Eerlijk naar jezelf zijn

Ook patiënten hebben er baat bij, gelooft de arts. “Als ik me minder goed voel, kan ik dat gevoel beter erkennen, en naar patiënten uiten. ‘Vandaag ben ik wat minder scherp, sorry’.” “Precies”, zegt Chanine. “Daardoor zien patiënten dat wij ook maar mensen zijn. Het is heel normaal om niet elke dag de beste versie van jezelf te zijn.”

Vonden ze het zelf lastig om zichzelf kwetsbaar op te stellen? Chanine: “Sinds we geswitcht zijn van ruimte, voelt de omgeving heel veilig. Iedereen kiest er bewust voor om er te zijn.” Voor Koen geldt hetzelfde. “Ik vind het makkelijk om te vertellen hoe ik me voel. Al vind ik het soms wel lastig ook eerlijk naar mezelf te zijn. Kan ik aan mezelf toegeven hoe slecht ik me voel? Dan heb ik toch de neiging het omhoog te praten.” Dat herkent Chanine.

Wat Koen verder nog weleens moeilijk vindt: accepteren dat niet iedereen altijd bij de check-in is. Terwijl ze het wel waarderen. “Er is altijd wat: het verkeer, kinderen, of ze zijn het simpelweg vergeten. Ach ja, ik kan niemand dwingen. Mensen moeten alleen komen omdat ze het zelf belangrijk vinden.”

Pauzebingokaart

Koen zit zelden zonder verbeterplannen.
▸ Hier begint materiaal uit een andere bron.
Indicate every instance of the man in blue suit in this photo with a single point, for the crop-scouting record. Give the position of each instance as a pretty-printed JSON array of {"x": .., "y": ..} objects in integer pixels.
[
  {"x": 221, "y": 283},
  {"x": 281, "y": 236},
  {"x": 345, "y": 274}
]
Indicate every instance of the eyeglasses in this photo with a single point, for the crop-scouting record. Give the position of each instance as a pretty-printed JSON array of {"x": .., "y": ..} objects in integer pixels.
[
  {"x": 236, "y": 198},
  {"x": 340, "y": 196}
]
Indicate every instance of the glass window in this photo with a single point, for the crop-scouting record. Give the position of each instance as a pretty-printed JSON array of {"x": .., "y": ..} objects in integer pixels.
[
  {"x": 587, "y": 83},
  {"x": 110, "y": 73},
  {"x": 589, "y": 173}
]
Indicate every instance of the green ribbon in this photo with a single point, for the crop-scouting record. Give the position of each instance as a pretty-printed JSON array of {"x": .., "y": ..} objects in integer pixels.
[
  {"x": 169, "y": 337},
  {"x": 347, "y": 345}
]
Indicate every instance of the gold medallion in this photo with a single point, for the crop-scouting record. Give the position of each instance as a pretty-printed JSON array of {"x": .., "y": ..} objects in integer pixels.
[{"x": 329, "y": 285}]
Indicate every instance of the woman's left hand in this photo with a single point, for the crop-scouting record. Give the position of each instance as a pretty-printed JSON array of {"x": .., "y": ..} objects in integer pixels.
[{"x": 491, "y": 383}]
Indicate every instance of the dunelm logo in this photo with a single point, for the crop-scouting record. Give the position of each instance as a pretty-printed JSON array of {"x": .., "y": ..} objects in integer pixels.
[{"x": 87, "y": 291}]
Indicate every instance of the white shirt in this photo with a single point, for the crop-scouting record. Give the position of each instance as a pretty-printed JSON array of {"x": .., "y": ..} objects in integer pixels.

Eerder gaf hij al mindfulness aan collega’s. Het volgende verbeterinitiatief is al in gang gezet. Dat is een pauzebingokaart, ook een idee van Zin in Zorg. “Ons team is al redelijk goed in pauze houden, maar ik denk dat het nog beter kan. Daarom wil ik collega’s inspireren goede pauzegewoontes uit te proberen.” Denk aan: de lunch niet achter je laptop eten, een rondje lopen, je telefoon uitzetten.

De eerste die de bingokaart vol heeft, krijgt een taart. “Ik heb nog niemand aan mijn bureau gehad…” Chanine kijkt schuldbewust. “Goed punt. Het was me even ontschoten. Ja, Koen motiveert ons wel om goed voor onszelf te zorgen. Heel waardevol.”

Verbeterinitiatieven bij TalentCare?

Alle artsen en verpleegkundigen van TalentCare werken aan praktische, kleinschalige verbeterinitiatieven. Daarmee zorgen ze voor duurzame veranderingen op hun werkplek. Met meer tijd en ruimte voor waar het écht om gaat: zorg met persoonlijke aandacht.